Chain 2 finished in 0.2 seconds.
Chain 3 finished in 0.2 seconds.
Chain 4 finished in 0.2 seconds.

All 4 chains finished successfully.
Mean chain execution time: 0.2 seconds.
Total execution time: 0.3 seconds.

With index coding we can directly recover the parameters values we used when simulating the data! Additionally, it is straightforward to produce whatever contrasts we’d like! Here we reproduce the same plots as before and compare it to the contrasted true parameter values.

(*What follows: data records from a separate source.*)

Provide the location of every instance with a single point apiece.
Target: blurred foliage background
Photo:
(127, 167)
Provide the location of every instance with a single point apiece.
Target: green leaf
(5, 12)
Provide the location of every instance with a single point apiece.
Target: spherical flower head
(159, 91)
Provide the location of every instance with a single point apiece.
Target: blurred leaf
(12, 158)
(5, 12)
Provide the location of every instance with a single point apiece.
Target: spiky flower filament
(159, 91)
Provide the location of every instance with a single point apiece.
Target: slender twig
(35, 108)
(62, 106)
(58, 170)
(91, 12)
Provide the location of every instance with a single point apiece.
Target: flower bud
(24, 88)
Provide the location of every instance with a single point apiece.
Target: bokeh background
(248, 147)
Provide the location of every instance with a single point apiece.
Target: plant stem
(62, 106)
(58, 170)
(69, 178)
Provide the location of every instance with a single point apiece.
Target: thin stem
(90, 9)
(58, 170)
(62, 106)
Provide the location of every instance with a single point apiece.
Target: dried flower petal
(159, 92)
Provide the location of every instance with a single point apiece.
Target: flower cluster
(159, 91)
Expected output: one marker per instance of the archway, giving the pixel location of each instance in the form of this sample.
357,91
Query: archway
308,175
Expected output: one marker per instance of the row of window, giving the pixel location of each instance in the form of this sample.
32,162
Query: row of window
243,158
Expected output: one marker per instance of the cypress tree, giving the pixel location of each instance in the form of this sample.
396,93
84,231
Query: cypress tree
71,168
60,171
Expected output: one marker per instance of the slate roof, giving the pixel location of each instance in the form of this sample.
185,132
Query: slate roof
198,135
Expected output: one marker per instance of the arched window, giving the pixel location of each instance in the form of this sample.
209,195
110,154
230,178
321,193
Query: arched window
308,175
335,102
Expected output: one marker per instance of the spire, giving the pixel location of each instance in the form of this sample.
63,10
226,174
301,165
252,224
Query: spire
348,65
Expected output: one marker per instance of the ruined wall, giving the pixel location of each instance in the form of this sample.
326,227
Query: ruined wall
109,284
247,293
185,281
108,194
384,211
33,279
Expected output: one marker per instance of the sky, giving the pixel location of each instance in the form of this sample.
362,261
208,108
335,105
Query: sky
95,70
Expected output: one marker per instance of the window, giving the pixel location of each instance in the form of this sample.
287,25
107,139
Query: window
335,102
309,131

# Extract draws and compare contrasts.
contrast_values <- tibble(
  .variable = str_c("contrast", 1:(sim_values$I - length(sim_values$J))),
  values = c(
    # First discrete variable.
    sim_values$beta[2] - sim_values$beta[1],
    # Second discrete variable.
    sim_values$beta[4] - sim_values$beta[3],
    sim_values$beta[5] - sim_values$beta[3]
  )
)
fit_index$draws(variables = c("beta"), format = "draws_df") %>%
  mutate_variables(
    contrast1 = `beta[2]` - `beta[1]`,
    contrast2 = `beta[4]` - `beta[3]`,
    contrast3 = `beta[5]` - `beta[3]`
  ) %>%
  gather_draws(contrast1, contrast2, contrast3) %>%
  ggplot(aes(y = .variable, x = .value)) +
  stat_histinterval() +
  geom_vline(aes(xintercept = values), contrast_values, color = "red") +
  facet_wrap(~ .variable, scales = "free", ncol = 1)

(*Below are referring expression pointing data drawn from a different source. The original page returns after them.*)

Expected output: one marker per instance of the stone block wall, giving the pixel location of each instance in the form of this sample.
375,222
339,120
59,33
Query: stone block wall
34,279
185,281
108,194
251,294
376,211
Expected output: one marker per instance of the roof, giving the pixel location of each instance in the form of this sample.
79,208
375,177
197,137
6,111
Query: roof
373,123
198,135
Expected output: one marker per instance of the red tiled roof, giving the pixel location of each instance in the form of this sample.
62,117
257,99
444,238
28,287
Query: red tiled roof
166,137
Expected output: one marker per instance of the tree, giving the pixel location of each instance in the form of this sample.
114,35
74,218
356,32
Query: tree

The contrasts and the recovered parameters are the same as the results from the dummy-coded model. Index coding like this is only possible in a Bayesian framework where the use of priors obviates the necessity of strict identification strategies. However, it’s not without costs. We will need to specify informative priors, which we should be doing anyway, and the model itself may take longer to converge.

Final thoughts

Dummy coding is straightforward but requires some care when considering what the reference level and thus the hard-coded contrast should be. For simple models, index coding is great and demonstrates another benefit of being Bayesian. However, for more complicated models or with thinner data, the priors may need to be even more informative to ensure identifiability and model convergence. Finally, you can consider something of a hybrid coding scheme where one of the discrete variables can be index-coded in place of an intercept even when dummy coding with the other discrete variables.